The other day, I was talking to a friend who recently moved into a new apartment. She explained she'd been having major issues with her oven. She was burning some of her tried-and-true meals, to the point she had to run onto her fifth-floor balcony with a smoking dish so she wouldn't set off the fire alarms.

She reasoned that this new-to-her oven ran hot, so she adjusted the bake times a bit, but she still ended up with burnt food. At that point, she wondered about the oven's calibration. She did some online research and learned that oven temperatures fluctuate greatly—sometimes by as much as 90 degrees.

The best thing she could do was buy an oven thermometer, test the oven, and adjust accordingly. So that's what she did. In her case, the oven's temperature was WAY off—by as much as three hundred degrees. She couldn’t simply adjust it. She needed a whole new unit (the building's maintenance director took care of it for her in a day).

Now, I know what you're thinking: what does this little story have to do with mentoring? Well, picture all the mentoring relationships you've ever been in or that are taking place in your organization. Just like the oven in a new apartment, the calibration for each mentoring relationship is going to be different. This means mentors, mentorees, and mentoring program managers (MPMs) often need to make adjustments, even as the relationships are happening.

This is normal. In fact, you should expect to make adjustments.

So what if you're "feeling the heat," so to speak, and you know something is off in your mentoring relationship, but you're not sure how to adjust or recalibrate? Here are three things to keep in mind.

1. Change-up your meeting location. Mentors and mentorees often meet up at work (e.g. in a conference room or the cafeteria). Here's the thing, though. Sometimes we all need a change of scenery. Just as you might adjust the setting on an oven that runs a little too hot, you should adjust the physical setting for your mentoring relationship, especially if the current setting leads to heated discussions (or cold, lackluster ones).

Maybe for your next session, go to a local park with a bagged lunch or a cup of coffee. Or go out for fro-yo or ice cream. If you've been meeting in person, try a session via Skype and see if that does something to shake-up the conversation. On the flipside, if you've been meeting virtually, plan a face-to-face meeting ASAP.

There's no rule saying you have to meet at work or that you even have to meet during work hours.
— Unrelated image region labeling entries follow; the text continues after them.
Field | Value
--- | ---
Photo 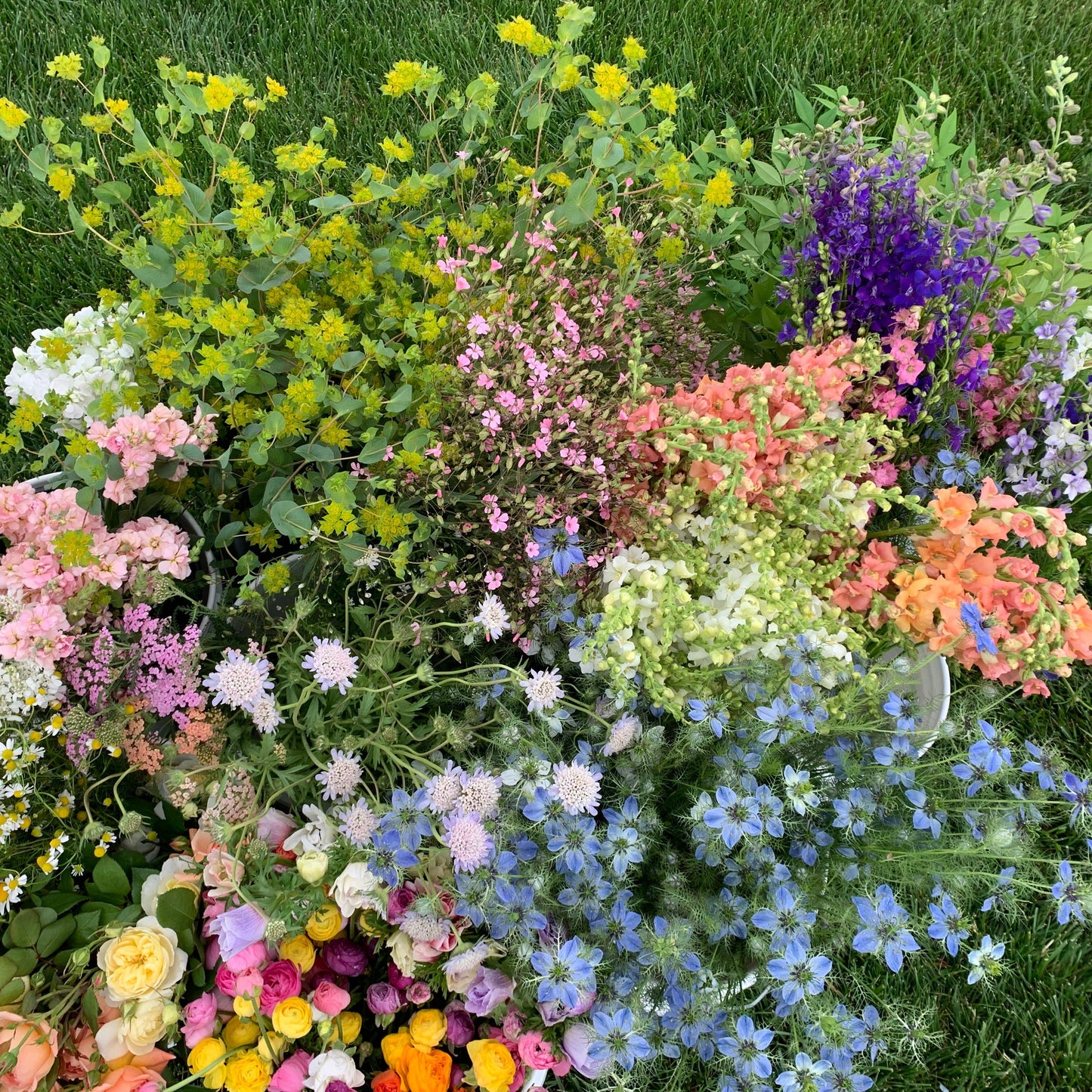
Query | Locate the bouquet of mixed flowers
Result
[0,12,1092,1092]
If coffee and bagels at 10am on Saturday works for both people, well…what's wrong with that?

2. Accept that not every mentoring session is going to be life transforming. You know what? Sometimes mentoring is a drag. There, I said it.

See, when you're committed to meeting with someone every week or every other week for 9-12 months (the typical length of a formal mentoring relationship), you need to accept the fact that, at some point, you're not going to be in the mood to meet or that you're just not "feeling" it when you do. Or maybe you're in a bad mood or you say the wrong thing or your mind is distracted by work, life, or last week's episode of Game of Thrones. We're all human. It happens.

But here's the thing: Don't chalk up one "burnt meal" as a reason to completely overhaul the kitchen and buy a new oven (I'm going to keep using this analogy until it dies, folks).

3. Don't be afraid to ask for help from maintenance. If you discover, however, that you're being served up "burnt meals" (told you I'd kill it) at two or more sessions in a row, then, just like my friend's oven, the problem might be bigger than a simple recalibration. Your mentoring program manager (much like an apartment complex's maintenance director) is here for precisely this reason.

Reach out to him or her and explain the issues. Why? Because your MPM is trained to resolve them. And yes, on rare occasions, "resolving" might mean creating a whole new relationship for the mentor and mentoree (emphasis on the word "rare," just like it's probably rare that ovens need to be completely replaced every time one produces wonky temperature readings).

Remember this: Occasionally recalibrating a mentoring relationship is perfectly normal. Know how to do it and when to ask for outside help, and you'll be just fine.